Ancienne préfecture de Gironde (composée de maisons et des hôtels Saige et Legrix)
Au cœur de Bordeaux, l'ancienne préfecture de Gironde réunit autour de l'hôtel Saige, chef-d'œuvre de Victor Louis, un ensemble architectural néoclassique d'une rare cohérence, façonné entre 1770 et le XIXe siècle.
History
Dissimulé derrière ses façades ordonnées du cours du Chapeau-Rouge et de la rue Esprit-des-Lois, l'ensemble formant l'ancienne préfecture de Gironde constitue l'un des témoignages les plus éloquents du Bordeaux des Lumières. Ce n'est pas un palais unique, mais un agrégat savamment composé d'hôtels particuliers et de maisons de rapport, soudés par la volonté d'une administration qui en fit, pendant près de deux siècles, le cœur du pouvoir départemental. L'hôtel Saige en constitue la pièce maîtresse. Élevé entre 1775 et 1777 par Victor Louis — le même génie qui concevra le Grand-Théâtre tout proche —, il incarne la quintessence de l'architecture domestique bordelaise de la seconde moitié du XVIIIe siècle : sobriété des volumes, noblesse des proportions, qualité exceptionnelle du calcaire de l'Entre-Deux-Mers. Flanquée par la maison Journu et l'hôtel Legrix, également dus à Victor Louis, la façade sur le cours du Chapeau-Rouge déploie un alignement d'une homogénéité remarquable, rare exemple de composition urbaine concertée à Bordeaux. L'expérience de visite invite à décrypter les strates d'un édifice vivant, transformé au gré des nécessités administratives et des sensibilités architecturales successives. Les aménagements du XIXe siècle — escaliers d'honneur, salons de réception, cours intérieures — dialoguent avec les décors rocaille et néoclassiques des origines. Certains intérieurs ont été remaniés, mais d'autres ont conservé des boiseries, des plafonds stuqués et des cheminées d'une grande finesse d'exécution. L'ensemble s'inscrit dans le périmètre du Bordeaux classé au patrimoine mondial de l'UNESCO, à deux pas du Grand-Théâtre et des allées de Tourny.

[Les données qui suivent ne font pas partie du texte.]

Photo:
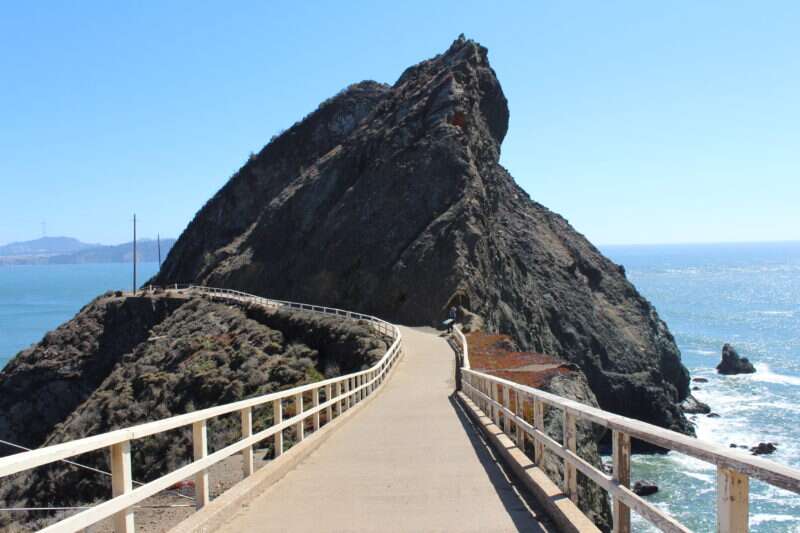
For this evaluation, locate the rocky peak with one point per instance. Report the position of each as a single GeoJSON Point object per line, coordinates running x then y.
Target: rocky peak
{"type": "Point", "coordinates": [392, 201]}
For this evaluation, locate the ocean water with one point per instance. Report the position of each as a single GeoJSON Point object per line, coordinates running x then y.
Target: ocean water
{"type": "Point", "coordinates": [35, 299]}
{"type": "Point", "coordinates": [747, 295]}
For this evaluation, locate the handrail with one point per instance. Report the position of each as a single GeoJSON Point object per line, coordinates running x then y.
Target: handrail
{"type": "Point", "coordinates": [493, 395]}
{"type": "Point", "coordinates": [340, 394]}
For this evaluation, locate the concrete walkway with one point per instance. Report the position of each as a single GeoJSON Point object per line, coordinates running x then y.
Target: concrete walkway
{"type": "Point", "coordinates": [409, 461]}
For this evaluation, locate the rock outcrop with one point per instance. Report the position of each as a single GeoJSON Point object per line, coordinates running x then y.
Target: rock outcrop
{"type": "Point", "coordinates": [124, 361]}
{"type": "Point", "coordinates": [732, 363]}
{"type": "Point", "coordinates": [693, 406]}
{"type": "Point", "coordinates": [498, 355]}
{"type": "Point", "coordinates": [391, 200]}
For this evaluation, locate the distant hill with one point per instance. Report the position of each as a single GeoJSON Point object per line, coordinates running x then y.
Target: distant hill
{"type": "Point", "coordinates": [66, 250]}
{"type": "Point", "coordinates": [44, 247]}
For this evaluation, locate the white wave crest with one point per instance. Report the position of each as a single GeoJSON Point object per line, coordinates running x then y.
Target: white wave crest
{"type": "Point", "coordinates": [764, 374]}
{"type": "Point", "coordinates": [760, 518]}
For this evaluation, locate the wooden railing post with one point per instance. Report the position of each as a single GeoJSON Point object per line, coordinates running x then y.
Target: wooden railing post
{"type": "Point", "coordinates": [339, 396]}
{"type": "Point", "coordinates": [733, 495]}
{"type": "Point", "coordinates": [538, 423]}
{"type": "Point", "coordinates": [621, 454]}
{"type": "Point", "coordinates": [328, 398]}
{"type": "Point", "coordinates": [570, 443]}
{"type": "Point", "coordinates": [247, 431]}
{"type": "Point", "coordinates": [277, 418]}
{"type": "Point", "coordinates": [507, 405]}
{"type": "Point", "coordinates": [122, 483]}
{"type": "Point", "coordinates": [200, 445]}
{"type": "Point", "coordinates": [298, 409]}
{"type": "Point", "coordinates": [315, 403]}
{"type": "Point", "coordinates": [520, 412]}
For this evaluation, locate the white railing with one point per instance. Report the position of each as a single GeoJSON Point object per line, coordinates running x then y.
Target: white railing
{"type": "Point", "coordinates": [340, 393]}
{"type": "Point", "coordinates": [505, 403]}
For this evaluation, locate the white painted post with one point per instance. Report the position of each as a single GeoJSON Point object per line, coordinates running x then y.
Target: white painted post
{"type": "Point", "coordinates": [496, 398]}
{"type": "Point", "coordinates": [507, 405]}
{"type": "Point", "coordinates": [733, 495]}
{"type": "Point", "coordinates": [621, 453]}
{"type": "Point", "coordinates": [351, 401]}
{"type": "Point", "coordinates": [277, 418]}
{"type": "Point", "coordinates": [246, 415]}
{"type": "Point", "coordinates": [328, 397]}
{"type": "Point", "coordinates": [339, 395]}
{"type": "Point", "coordinates": [298, 409]}
{"type": "Point", "coordinates": [200, 444]}
{"type": "Point", "coordinates": [315, 403]}
{"type": "Point", "coordinates": [520, 411]}
{"type": "Point", "coordinates": [122, 483]}
{"type": "Point", "coordinates": [570, 442]}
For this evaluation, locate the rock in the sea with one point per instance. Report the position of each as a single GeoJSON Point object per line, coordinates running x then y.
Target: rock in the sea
{"type": "Point", "coordinates": [732, 363]}
{"type": "Point", "coordinates": [644, 488]}
{"type": "Point", "coordinates": [692, 405]}
{"type": "Point", "coordinates": [391, 200]}
{"type": "Point", "coordinates": [764, 448]}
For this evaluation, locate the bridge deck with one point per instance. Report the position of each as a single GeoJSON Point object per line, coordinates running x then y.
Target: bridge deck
{"type": "Point", "coordinates": [410, 461]}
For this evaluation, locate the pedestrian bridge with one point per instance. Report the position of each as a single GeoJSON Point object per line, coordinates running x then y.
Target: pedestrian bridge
{"type": "Point", "coordinates": [398, 447]}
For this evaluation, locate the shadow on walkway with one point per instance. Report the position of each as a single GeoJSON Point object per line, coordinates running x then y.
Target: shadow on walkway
{"type": "Point", "coordinates": [522, 508]}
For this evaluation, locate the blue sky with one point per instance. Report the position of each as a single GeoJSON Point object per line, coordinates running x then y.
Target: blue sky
{"type": "Point", "coordinates": [640, 122]}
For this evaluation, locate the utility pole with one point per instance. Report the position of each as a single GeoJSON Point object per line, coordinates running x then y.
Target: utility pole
{"type": "Point", "coordinates": [134, 253]}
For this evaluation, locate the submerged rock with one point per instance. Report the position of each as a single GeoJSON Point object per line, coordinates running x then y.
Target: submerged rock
{"type": "Point", "coordinates": [644, 488]}
{"type": "Point", "coordinates": [764, 448]}
{"type": "Point", "coordinates": [732, 363]}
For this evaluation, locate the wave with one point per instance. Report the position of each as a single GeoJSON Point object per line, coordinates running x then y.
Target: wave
{"type": "Point", "coordinates": [775, 313]}
{"type": "Point", "coordinates": [760, 518]}
{"type": "Point", "coordinates": [764, 374]}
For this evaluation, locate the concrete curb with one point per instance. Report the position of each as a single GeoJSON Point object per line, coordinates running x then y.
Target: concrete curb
{"type": "Point", "coordinates": [555, 503]}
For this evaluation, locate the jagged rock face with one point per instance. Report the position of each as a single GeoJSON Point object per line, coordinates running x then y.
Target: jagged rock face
{"type": "Point", "coordinates": [398, 206]}
{"type": "Point", "coordinates": [173, 356]}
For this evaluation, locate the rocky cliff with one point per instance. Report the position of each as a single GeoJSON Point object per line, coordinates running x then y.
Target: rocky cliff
{"type": "Point", "coordinates": [124, 361]}
{"type": "Point", "coordinates": [391, 200]}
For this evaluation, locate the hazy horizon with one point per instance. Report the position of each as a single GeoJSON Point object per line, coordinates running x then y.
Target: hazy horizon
{"type": "Point", "coordinates": [638, 123]}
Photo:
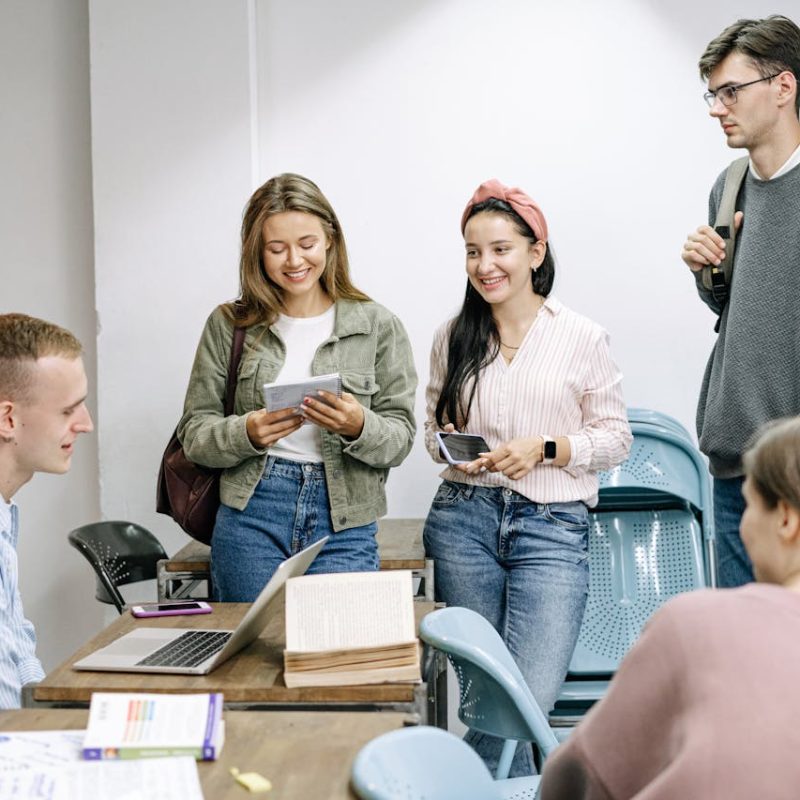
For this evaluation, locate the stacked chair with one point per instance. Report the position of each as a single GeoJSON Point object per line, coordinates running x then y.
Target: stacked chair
{"type": "Point", "coordinates": [494, 698]}
{"type": "Point", "coordinates": [651, 537]}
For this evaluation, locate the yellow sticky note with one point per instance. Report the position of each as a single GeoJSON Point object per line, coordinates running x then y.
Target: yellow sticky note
{"type": "Point", "coordinates": [251, 781]}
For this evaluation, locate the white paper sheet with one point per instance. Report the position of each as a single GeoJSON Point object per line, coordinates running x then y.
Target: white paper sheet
{"type": "Point", "coordinates": [140, 779]}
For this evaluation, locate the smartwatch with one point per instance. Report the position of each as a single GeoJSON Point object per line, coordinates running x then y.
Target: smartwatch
{"type": "Point", "coordinates": [549, 450]}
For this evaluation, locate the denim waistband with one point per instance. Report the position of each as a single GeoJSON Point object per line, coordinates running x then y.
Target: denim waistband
{"type": "Point", "coordinates": [502, 494]}
{"type": "Point", "coordinates": [309, 470]}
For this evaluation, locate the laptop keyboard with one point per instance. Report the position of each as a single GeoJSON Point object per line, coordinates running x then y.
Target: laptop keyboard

Ce quartier, repensé au XVIIIe siècle sous l'impulsion des intendants royaux, forme l'un des ensembles urbains les mieux préservés d'Europe. L'ancienne préfecture en est l'un des nœuds discrets mais essentiels, révélant comment l'aristocratie parlementaire bordelaise vivait et gouvernait à l'heure des philosophes.
Architecture
L'ensemble présente une architecture néoclassique caractéristique du Bordeaux de la seconde moitié du XVIIIe siècle, portée à son plus haut niveau par le talent de Victor Louis. L'hôtel Saige, pièce centrale du dispositif, adopte la composition tripartite des hôtels particuliers français : corps de logis encadré par des ailes, façade rythmée par des pilastres ou des refends, couronnement sobre à corniche et balustrade. Le calcaire blond de la région, extrait des carrières du Bordelais, confère à l'ensemble cette teinte chaude et lumineuse si caractéristique de la pierre bordelaise, classée à l'UNESCO pour sa contribution à l'harmonie chromatique de la ville. Le cours du Chapeau-Rouge offre la lecture la plus immédiate de la cohérence voulue par Victor Louis : l'alignement des façades de l'hôtel Saige, de la maison Journu et de l'hôtel Legrix forme une composition urbaine d'une grande unité, avec des niveaux de corniches accordés et un traitement des baies qui joue sur la répétition et la variation. Les décors intérieurs d'origine — cheminées sculptées, plafonds stuqués, boiseries peintes — témoignent de la haute qualité de l'artisanat bordelais du XVIIIe siècle, nourri par les influences parisiennes et l'opulence du commerce atlantique. Les adjonctions du XIXe siècle, dues aux architectes Combes, Thiac, Labbé et Valleton, superposent à ce socle néoclassique des éléments propres au style administratif de l'époque : escaliers d'apparat plus grands, salles de délibération, passages couverts entre les corps de bâtiment. Cette stratification architecturale, loin de nuire à l'ensemble, en fait un document vivant de l'histoire des pratiques de l'administration française.